Position and main mechanism of arrhythmogenic calmodulin mutations. (A) Upper: three-dimensional structure of calmodulin in calcium-bound form with mutated residues shown in stick representation (PDB-ID: 1CLL). Lower: individual founder mutations shown on the protein encoded from the representative CALM gene. SUD, sudden unexpected death. (B) Schematic illustration of a cardiomyocyte and the main molecular mechanism for LQTS, CPVT, and mixed phenotypes, indicating main targets (RyR2 in green, CaV1.2 in blue) and correlation with impact on calmodulin C-terminal domain calcium affinity loss. Yellow spheres, calcium ions; CaM, calmodulin.
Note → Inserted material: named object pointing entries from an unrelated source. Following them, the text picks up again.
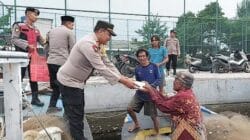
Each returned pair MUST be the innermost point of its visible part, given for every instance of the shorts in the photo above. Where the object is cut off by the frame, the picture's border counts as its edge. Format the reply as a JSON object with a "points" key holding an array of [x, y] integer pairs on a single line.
{"points": [[149, 107]]}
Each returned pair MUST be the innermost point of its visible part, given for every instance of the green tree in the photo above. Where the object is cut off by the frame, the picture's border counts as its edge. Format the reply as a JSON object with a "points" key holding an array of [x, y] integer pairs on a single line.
{"points": [[241, 32], [200, 30], [243, 9], [151, 27]]}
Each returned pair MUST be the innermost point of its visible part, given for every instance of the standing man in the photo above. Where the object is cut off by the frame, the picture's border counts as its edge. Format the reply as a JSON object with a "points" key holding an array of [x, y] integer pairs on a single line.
{"points": [[159, 56], [184, 108], [60, 42], [148, 72], [25, 37], [173, 46], [84, 58]]}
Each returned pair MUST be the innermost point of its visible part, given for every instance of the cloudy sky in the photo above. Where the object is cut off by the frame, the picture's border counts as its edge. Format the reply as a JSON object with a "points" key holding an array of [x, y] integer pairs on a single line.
{"points": [[162, 7]]}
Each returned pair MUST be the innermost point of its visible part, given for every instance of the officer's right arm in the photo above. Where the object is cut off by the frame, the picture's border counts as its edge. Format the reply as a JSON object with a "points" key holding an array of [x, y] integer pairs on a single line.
{"points": [[15, 38], [96, 61]]}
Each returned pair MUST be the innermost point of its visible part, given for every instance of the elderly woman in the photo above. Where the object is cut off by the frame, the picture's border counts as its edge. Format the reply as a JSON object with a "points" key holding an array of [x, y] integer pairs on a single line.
{"points": [[183, 108]]}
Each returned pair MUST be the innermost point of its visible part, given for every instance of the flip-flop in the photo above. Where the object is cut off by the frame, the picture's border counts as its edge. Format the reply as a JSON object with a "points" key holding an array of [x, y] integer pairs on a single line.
{"points": [[130, 130]]}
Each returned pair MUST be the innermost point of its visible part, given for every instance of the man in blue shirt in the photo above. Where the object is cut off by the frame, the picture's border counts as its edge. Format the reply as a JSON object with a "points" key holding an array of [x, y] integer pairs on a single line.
{"points": [[159, 56], [148, 72]]}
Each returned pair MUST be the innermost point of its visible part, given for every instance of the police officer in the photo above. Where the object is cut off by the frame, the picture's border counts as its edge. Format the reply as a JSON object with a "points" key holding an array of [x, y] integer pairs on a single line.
{"points": [[60, 42], [85, 56], [25, 37]]}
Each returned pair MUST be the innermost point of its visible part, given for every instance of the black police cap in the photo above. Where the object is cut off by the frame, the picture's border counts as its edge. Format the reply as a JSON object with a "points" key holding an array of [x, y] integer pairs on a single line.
{"points": [[173, 31], [32, 9], [105, 25], [67, 18]]}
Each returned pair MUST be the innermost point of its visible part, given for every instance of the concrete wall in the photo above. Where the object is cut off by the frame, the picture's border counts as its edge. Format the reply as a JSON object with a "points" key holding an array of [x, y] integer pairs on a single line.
{"points": [[209, 89]]}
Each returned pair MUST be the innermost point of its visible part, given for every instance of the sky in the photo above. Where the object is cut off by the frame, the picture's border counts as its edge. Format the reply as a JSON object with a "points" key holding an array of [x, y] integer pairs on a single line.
{"points": [[161, 7]]}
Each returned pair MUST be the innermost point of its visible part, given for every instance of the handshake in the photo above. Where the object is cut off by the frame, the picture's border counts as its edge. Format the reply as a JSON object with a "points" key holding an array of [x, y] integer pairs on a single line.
{"points": [[139, 85]]}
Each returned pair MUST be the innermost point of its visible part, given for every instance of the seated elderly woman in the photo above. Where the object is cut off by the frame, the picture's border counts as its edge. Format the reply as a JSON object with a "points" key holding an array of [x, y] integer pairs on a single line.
{"points": [[183, 108]]}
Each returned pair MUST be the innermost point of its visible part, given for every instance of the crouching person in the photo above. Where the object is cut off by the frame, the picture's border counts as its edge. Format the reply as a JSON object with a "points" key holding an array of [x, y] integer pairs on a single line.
{"points": [[183, 108], [149, 72]]}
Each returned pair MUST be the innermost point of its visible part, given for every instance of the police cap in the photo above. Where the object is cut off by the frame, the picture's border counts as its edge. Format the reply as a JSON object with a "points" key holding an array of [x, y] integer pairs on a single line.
{"points": [[105, 25], [67, 18], [32, 9]]}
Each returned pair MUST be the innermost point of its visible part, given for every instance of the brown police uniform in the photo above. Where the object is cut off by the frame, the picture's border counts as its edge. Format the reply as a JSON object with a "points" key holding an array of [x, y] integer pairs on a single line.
{"points": [[23, 35], [84, 57], [60, 42]]}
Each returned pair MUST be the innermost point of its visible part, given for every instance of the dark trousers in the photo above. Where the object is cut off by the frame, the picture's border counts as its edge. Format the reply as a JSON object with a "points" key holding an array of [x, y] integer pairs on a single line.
{"points": [[172, 60], [73, 103], [33, 85], [53, 69]]}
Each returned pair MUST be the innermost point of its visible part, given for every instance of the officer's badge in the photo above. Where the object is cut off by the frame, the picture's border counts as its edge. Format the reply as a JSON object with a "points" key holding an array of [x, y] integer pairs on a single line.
{"points": [[17, 30], [95, 48]]}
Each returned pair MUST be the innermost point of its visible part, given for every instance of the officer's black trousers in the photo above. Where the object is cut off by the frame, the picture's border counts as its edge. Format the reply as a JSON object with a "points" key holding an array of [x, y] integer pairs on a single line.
{"points": [[73, 103], [33, 85], [53, 69], [172, 60]]}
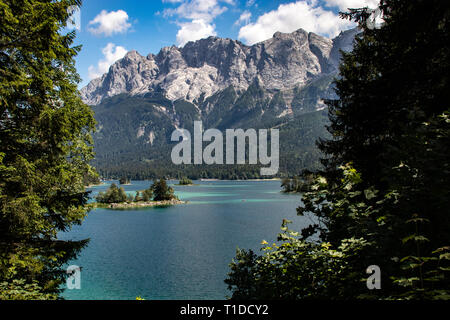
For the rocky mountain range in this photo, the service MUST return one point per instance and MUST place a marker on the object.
(222, 82)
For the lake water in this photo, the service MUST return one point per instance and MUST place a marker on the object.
(181, 251)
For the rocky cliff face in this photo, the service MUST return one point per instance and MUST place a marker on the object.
(204, 67)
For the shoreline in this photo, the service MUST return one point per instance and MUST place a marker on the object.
(132, 205)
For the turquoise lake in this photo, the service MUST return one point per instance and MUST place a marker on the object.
(181, 251)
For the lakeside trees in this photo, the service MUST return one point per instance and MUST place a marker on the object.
(383, 197)
(45, 147)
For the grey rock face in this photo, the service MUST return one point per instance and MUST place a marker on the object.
(204, 67)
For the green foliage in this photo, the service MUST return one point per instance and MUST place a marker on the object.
(114, 194)
(298, 184)
(124, 180)
(386, 175)
(162, 191)
(21, 290)
(147, 194)
(185, 181)
(45, 146)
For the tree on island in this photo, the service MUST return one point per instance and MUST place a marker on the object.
(185, 181)
(45, 147)
(162, 191)
(383, 196)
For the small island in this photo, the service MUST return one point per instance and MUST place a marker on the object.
(158, 194)
(298, 184)
(185, 182)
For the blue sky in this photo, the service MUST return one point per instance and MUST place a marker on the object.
(108, 29)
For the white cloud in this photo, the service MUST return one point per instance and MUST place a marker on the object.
(108, 23)
(111, 53)
(305, 14)
(194, 30)
(343, 5)
(244, 18)
(200, 15)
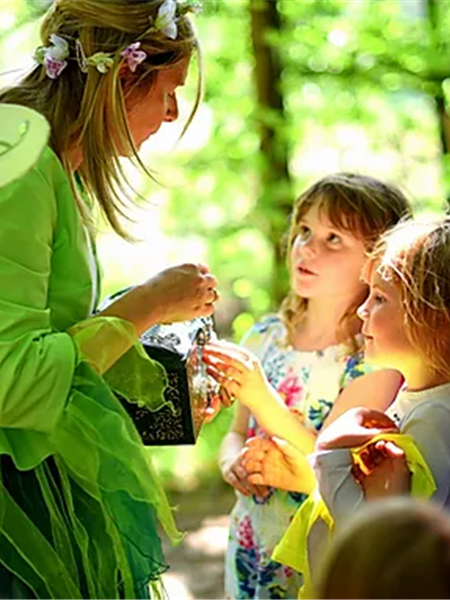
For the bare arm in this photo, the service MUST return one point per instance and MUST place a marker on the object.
(241, 373)
(373, 390)
(231, 455)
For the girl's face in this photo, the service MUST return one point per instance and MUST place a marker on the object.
(326, 262)
(384, 329)
(146, 113)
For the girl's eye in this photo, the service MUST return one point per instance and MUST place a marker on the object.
(304, 233)
(334, 239)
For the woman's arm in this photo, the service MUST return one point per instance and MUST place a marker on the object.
(240, 372)
(230, 458)
(36, 363)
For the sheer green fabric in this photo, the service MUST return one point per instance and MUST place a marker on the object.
(102, 505)
(79, 500)
(110, 345)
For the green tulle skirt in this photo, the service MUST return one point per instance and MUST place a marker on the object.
(79, 509)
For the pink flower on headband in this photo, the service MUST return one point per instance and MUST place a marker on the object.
(133, 55)
(53, 56)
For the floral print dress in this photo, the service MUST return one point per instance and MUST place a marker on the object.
(309, 382)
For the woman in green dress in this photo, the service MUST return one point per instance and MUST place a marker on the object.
(79, 501)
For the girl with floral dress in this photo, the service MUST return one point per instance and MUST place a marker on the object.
(301, 368)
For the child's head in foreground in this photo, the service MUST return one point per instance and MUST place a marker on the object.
(407, 314)
(394, 549)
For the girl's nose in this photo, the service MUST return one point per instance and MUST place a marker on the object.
(308, 247)
(363, 310)
(172, 108)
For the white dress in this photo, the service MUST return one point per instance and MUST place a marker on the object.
(309, 383)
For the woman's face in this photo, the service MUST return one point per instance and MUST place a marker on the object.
(326, 262)
(147, 112)
(384, 329)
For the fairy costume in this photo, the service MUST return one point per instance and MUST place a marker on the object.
(79, 501)
(309, 383)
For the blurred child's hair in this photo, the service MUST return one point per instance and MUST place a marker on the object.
(88, 109)
(398, 548)
(361, 205)
(415, 255)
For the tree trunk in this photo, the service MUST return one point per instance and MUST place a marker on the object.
(275, 200)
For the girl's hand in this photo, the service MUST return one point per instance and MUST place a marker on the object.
(274, 462)
(181, 293)
(176, 294)
(238, 372)
(354, 428)
(235, 475)
(385, 471)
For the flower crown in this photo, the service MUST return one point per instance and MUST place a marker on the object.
(54, 57)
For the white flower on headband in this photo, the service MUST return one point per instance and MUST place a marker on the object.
(101, 61)
(165, 20)
(53, 57)
(133, 55)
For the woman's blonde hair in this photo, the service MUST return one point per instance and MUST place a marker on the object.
(88, 109)
(415, 255)
(361, 205)
(399, 548)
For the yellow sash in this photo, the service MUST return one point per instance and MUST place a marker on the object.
(293, 547)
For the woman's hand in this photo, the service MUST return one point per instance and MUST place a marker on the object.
(275, 462)
(384, 471)
(238, 372)
(176, 294)
(354, 428)
(181, 293)
(235, 475)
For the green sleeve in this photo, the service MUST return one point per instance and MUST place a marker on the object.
(36, 363)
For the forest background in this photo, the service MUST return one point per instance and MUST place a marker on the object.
(294, 89)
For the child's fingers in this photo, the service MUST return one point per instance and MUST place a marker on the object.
(230, 354)
(286, 448)
(257, 479)
(228, 367)
(375, 419)
(237, 484)
(389, 449)
(258, 442)
(253, 466)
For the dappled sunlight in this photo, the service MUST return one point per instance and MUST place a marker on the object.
(211, 538)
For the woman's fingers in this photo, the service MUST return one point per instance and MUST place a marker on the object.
(233, 480)
(376, 419)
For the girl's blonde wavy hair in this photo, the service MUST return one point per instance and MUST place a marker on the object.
(361, 205)
(415, 255)
(88, 109)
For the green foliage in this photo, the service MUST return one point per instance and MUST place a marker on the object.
(364, 86)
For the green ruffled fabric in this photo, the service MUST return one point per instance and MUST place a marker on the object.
(104, 500)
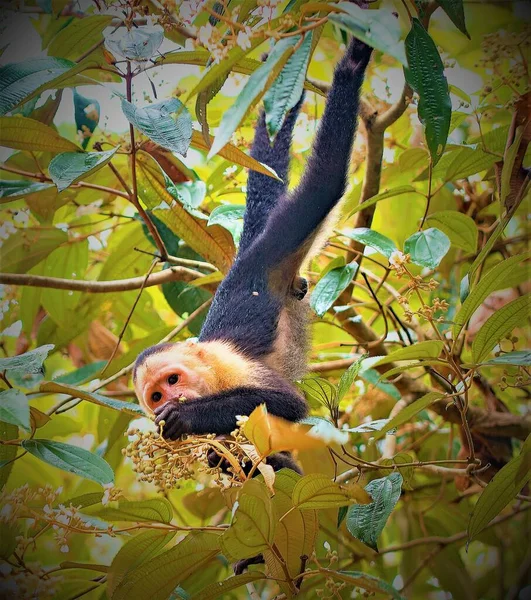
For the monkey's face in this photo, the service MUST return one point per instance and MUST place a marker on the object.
(175, 374)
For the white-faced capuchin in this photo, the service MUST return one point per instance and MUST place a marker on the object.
(254, 341)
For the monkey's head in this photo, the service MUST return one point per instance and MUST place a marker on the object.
(188, 370)
(171, 373)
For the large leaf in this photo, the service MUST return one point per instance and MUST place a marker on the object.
(158, 577)
(55, 387)
(20, 81)
(407, 413)
(319, 491)
(14, 408)
(29, 362)
(460, 228)
(11, 189)
(330, 286)
(156, 122)
(28, 247)
(79, 36)
(502, 488)
(133, 553)
(426, 76)
(252, 92)
(21, 133)
(377, 28)
(498, 325)
(455, 10)
(253, 525)
(287, 88)
(373, 239)
(70, 167)
(506, 274)
(419, 351)
(366, 522)
(71, 458)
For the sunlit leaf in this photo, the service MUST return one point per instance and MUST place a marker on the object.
(506, 274)
(286, 90)
(14, 408)
(500, 324)
(373, 239)
(378, 28)
(426, 76)
(21, 133)
(366, 522)
(502, 488)
(70, 167)
(460, 228)
(253, 525)
(156, 122)
(159, 576)
(428, 247)
(71, 458)
(407, 413)
(329, 287)
(55, 387)
(419, 351)
(319, 491)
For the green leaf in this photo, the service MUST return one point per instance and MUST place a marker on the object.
(21, 133)
(348, 377)
(158, 577)
(426, 76)
(506, 274)
(26, 248)
(81, 375)
(14, 408)
(219, 588)
(20, 80)
(79, 36)
(251, 93)
(407, 413)
(70, 167)
(55, 387)
(71, 458)
(428, 247)
(460, 229)
(154, 510)
(502, 488)
(287, 88)
(11, 189)
(398, 191)
(418, 351)
(29, 362)
(253, 525)
(319, 491)
(500, 324)
(378, 28)
(329, 287)
(366, 522)
(135, 552)
(156, 122)
(373, 239)
(364, 581)
(455, 10)
(137, 43)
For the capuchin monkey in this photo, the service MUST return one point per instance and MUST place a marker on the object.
(254, 341)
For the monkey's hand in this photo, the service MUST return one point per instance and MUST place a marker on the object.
(176, 420)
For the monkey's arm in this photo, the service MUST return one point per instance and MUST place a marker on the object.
(217, 413)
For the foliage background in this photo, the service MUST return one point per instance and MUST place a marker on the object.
(88, 233)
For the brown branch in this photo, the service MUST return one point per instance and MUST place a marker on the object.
(101, 287)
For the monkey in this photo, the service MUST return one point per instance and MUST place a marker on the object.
(254, 341)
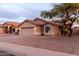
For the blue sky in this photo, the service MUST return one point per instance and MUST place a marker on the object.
(21, 11)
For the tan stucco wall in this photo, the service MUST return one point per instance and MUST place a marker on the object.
(1, 30)
(37, 30)
(54, 30)
(27, 24)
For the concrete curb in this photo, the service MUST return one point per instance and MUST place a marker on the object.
(20, 50)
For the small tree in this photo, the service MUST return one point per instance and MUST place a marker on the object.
(69, 12)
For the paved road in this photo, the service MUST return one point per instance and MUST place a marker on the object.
(2, 53)
(20, 50)
(62, 44)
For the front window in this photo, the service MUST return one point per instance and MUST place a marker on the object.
(47, 29)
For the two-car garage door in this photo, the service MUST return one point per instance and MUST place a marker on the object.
(27, 30)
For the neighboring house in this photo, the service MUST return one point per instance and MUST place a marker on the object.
(11, 27)
(39, 27)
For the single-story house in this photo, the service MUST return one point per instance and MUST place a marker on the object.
(1, 29)
(11, 27)
(39, 27)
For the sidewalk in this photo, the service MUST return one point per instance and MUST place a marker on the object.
(20, 50)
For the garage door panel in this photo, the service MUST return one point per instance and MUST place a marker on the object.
(27, 31)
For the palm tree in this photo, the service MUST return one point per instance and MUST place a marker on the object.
(68, 11)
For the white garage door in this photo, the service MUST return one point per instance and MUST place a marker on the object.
(27, 31)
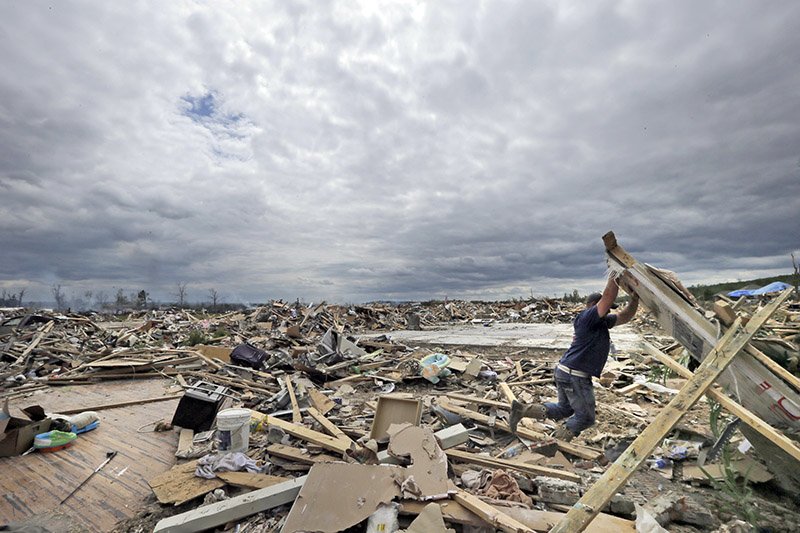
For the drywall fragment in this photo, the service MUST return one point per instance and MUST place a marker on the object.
(447, 438)
(429, 521)
(553, 490)
(428, 462)
(394, 409)
(219, 513)
(337, 496)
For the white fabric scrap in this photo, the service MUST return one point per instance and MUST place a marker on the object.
(229, 462)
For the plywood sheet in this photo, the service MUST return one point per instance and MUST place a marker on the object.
(34, 485)
(337, 496)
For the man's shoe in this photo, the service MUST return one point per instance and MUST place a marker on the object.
(563, 433)
(538, 411)
(517, 409)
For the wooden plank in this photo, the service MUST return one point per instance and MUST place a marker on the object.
(36, 340)
(489, 514)
(301, 432)
(734, 341)
(506, 390)
(297, 418)
(33, 485)
(184, 441)
(217, 514)
(179, 485)
(299, 456)
(540, 381)
(584, 452)
(747, 380)
(731, 406)
(330, 427)
(767, 361)
(115, 405)
(250, 481)
(536, 470)
(321, 403)
(629, 389)
(537, 520)
(480, 401)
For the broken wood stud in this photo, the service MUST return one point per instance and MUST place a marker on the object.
(330, 427)
(217, 514)
(731, 406)
(506, 390)
(489, 514)
(733, 342)
(297, 418)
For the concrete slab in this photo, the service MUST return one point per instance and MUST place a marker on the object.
(538, 336)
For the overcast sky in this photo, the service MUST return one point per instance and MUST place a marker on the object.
(393, 150)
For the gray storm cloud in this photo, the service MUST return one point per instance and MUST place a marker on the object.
(352, 152)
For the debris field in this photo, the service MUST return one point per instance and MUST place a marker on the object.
(294, 417)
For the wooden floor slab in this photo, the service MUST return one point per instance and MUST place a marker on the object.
(33, 486)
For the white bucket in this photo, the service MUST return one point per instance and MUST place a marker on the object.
(233, 430)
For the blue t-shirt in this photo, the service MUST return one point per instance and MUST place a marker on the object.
(590, 343)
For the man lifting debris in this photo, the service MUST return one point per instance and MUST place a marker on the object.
(585, 358)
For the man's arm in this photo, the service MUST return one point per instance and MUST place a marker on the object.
(609, 295)
(627, 314)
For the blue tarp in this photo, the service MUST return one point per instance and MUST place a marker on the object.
(775, 286)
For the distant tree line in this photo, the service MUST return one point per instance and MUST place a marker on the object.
(123, 301)
(11, 299)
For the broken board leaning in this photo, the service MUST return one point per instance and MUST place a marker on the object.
(751, 383)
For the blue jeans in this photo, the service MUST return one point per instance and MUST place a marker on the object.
(575, 400)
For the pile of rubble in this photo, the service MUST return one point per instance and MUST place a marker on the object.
(373, 431)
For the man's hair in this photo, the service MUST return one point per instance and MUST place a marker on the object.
(593, 298)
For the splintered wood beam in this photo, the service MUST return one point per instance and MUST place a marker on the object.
(329, 426)
(297, 418)
(481, 401)
(731, 406)
(779, 371)
(536, 470)
(302, 432)
(717, 360)
(584, 452)
(489, 514)
(506, 390)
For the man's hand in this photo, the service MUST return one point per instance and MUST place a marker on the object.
(609, 295)
(629, 312)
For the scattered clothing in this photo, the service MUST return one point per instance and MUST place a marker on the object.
(229, 462)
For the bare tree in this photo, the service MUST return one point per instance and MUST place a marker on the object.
(180, 293)
(214, 297)
(101, 299)
(59, 296)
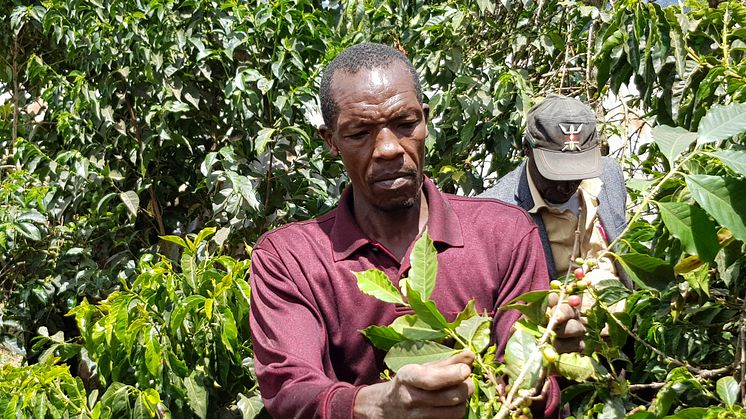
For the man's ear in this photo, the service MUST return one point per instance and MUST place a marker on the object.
(328, 137)
(426, 115)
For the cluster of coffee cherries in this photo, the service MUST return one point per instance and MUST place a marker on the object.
(522, 413)
(576, 283)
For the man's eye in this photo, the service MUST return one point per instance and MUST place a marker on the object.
(409, 125)
(359, 135)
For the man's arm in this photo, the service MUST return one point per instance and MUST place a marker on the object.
(435, 390)
(290, 344)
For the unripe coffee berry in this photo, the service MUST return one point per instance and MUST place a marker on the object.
(550, 354)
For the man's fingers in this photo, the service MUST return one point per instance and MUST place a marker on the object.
(566, 312)
(438, 375)
(571, 329)
(451, 396)
(568, 345)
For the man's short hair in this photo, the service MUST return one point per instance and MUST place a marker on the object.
(367, 56)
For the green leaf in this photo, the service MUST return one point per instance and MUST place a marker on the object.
(229, 335)
(672, 141)
(376, 284)
(250, 407)
(689, 413)
(426, 311)
(611, 290)
(153, 353)
(424, 261)
(723, 198)
(175, 239)
(522, 352)
(575, 366)
(691, 225)
(189, 269)
(262, 139)
(131, 201)
(468, 312)
(33, 216)
(413, 328)
(613, 409)
(735, 159)
(722, 122)
(476, 331)
(646, 271)
(699, 279)
(204, 234)
(727, 389)
(382, 337)
(535, 305)
(417, 352)
(196, 394)
(29, 230)
(183, 308)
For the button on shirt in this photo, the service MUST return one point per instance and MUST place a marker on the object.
(307, 311)
(561, 221)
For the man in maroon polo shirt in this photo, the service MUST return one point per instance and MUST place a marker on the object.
(306, 310)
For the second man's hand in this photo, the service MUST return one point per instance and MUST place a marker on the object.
(435, 390)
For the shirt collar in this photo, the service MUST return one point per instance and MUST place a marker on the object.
(443, 225)
(588, 189)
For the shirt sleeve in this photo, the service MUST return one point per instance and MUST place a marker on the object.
(293, 369)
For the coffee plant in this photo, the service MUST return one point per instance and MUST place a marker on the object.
(125, 122)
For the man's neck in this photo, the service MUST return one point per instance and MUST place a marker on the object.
(395, 230)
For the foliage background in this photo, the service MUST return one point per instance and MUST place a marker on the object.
(126, 121)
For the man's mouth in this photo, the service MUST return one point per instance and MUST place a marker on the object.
(394, 180)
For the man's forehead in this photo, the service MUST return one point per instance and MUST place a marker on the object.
(378, 75)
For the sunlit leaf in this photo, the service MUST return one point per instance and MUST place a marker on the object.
(722, 122)
(575, 366)
(691, 225)
(413, 328)
(672, 141)
(131, 201)
(476, 331)
(426, 311)
(522, 352)
(382, 337)
(196, 394)
(534, 306)
(646, 271)
(376, 284)
(728, 389)
(417, 352)
(424, 266)
(723, 198)
(735, 159)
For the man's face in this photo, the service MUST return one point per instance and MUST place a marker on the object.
(553, 191)
(380, 133)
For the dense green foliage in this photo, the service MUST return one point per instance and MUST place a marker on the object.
(124, 122)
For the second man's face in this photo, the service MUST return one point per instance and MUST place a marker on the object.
(380, 134)
(553, 191)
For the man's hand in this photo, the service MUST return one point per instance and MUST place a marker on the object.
(570, 329)
(434, 390)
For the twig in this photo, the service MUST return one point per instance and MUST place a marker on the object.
(649, 197)
(704, 375)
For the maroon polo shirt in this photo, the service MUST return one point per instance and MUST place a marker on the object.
(307, 311)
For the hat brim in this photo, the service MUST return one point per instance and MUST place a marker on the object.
(560, 165)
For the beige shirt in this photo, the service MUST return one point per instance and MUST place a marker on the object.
(561, 221)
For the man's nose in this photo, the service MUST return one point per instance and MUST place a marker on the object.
(387, 145)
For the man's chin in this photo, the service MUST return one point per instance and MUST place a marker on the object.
(397, 204)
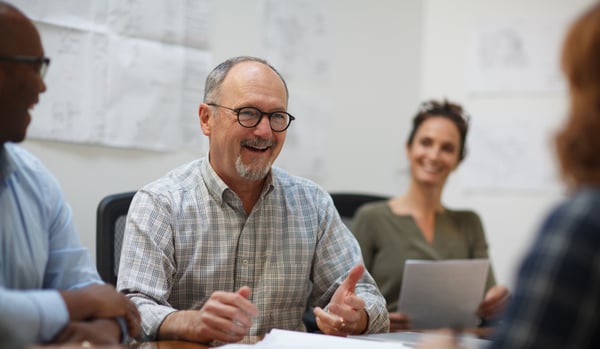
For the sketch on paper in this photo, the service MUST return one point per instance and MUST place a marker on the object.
(520, 55)
(121, 78)
(510, 152)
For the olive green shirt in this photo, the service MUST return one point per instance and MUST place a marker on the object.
(387, 240)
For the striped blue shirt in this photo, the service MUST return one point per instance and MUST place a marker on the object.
(40, 250)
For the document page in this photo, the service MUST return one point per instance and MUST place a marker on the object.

In the following year, three more CALM missense mutations were identified among four unrelated infants with long QT syndrome (LQTS) and recurrent cardiac arrest.4 These de novo missense mutations in either CALM1 or CALM2 expanded the phenotypic spectrum to include a mechanistically entirely different disease. More reports followed, with novel missense mutations also identified in CALM3, and including patients with a diagnosis of idiopathic ventricular fibrillation (IVF).5,6 It thus became clear that calmodulin mutations underlie a complex phenotypic spectrum, today known as calmodulinopathies.7
In this issue of the European Heart Journal, Crotti et al. describe the International Calmodulinopathy Register (ICalmR), a large collaborative effort to systematically register individuals carrying pathogenic calmodulin mutations.8 Of 74 included subjects carrying a pathogenic missense variant in calmodulin, 58 were ascertained from collaborating centres and 16 from published literature. For the ascertained cases, the authors used a registry-specific case report file and meticulously recorded the clinical picture, genetic variant, and treatment response. This effort has more than doubled the number of known carriers and brought the count of distinct pathogenic amino acid changes to 28. The predominant phenotype is LQTS (49%), followed by CPVT (28%). Other phenotypes include overlapping features of LQTS/CPVT, IVF, sudden unexplained death (SUD), and neurological impairments. Most pathogenic mutations are de novo, in line with the severe phenotypes, with median onset ages as low as 1.5 years for LQTS and 6 years for CPVT.
With access to this impressive collection of mutation carriers, the CALM genes are now irrevocably established as major genes for cardiac arrhythmias. Their missense mutations can cause LQTS, CPVT, overlapping features of the two, and IVF (Take home figure A). With the continued collection of detailed clinical information, the ICalmR will become invaluable for variant interpretation of new CALM mutations associated with cardiac arrhythmia.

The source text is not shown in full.